Нечего и говорить, что королева, очень умная и рассудительная особа, предлагала мне вступить в брак не европейский. Она относилась снисходительно к свободным нравам своей страны, хотя и старалась сделать их более строгими, соответствующими принципам христианства. Королева предлагала мне вступить в брак таитянский. Я не имел серьезных причин противиться этому желанию королевы, к тому же маленькая Рарагю из округа Апире была очаровательна.
Однако я, в немалом смущении, сослался на свою молодость. Я находился отчасти под опекой адмирала судна, которому мог не понравиться такой союз.
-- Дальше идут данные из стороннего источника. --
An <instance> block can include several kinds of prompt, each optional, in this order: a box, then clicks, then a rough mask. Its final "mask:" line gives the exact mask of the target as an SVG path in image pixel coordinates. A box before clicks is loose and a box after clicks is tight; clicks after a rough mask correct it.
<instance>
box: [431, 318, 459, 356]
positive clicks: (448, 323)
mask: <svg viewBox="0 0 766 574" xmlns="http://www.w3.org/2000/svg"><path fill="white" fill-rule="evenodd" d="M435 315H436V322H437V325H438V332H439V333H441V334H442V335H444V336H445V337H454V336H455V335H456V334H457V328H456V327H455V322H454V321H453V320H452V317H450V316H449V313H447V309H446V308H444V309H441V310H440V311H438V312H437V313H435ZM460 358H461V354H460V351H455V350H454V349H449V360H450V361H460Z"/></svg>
Брак стоит недешево, даже в Океании… А главное — мы собирались скоро отплыть, и оставлять Рарагю в слезах было более чем жестоко!
Помаре отвечала улыбкой на все эти доводы, из которых, конечно, ни один ее не убедил. После минуты молчания она предложила мне Фаиману, свою прислужницу, от которой я отказался наотрез. Тогда лицо ее приняло выражение тонкого лукавства и глаза устремились на принцессу Ариитеа.
— Если б я предложила тебе эту, — сказала она, — то, быть может, ты принял бы мое предложение с большей поспешностью, мой маленький Лоти?
Старуха угадала третью и, несомненно самую серьезную, тайну моего сердца. Ариитеа опустила глаза, по ее смуглым щекам разлился румянец, и я почувствовал, что вся кровь бурно прилила к моему лицу. А в горах оглушительным оркестром гремел гром, словно подчеркивая натянутую ситуацию в мелодраме…
Довольная своей шуткой Помаре посмеивалась. Она воспользовалась нашим смущением, чтобы отметить себе два раза te-tane, то есть короля.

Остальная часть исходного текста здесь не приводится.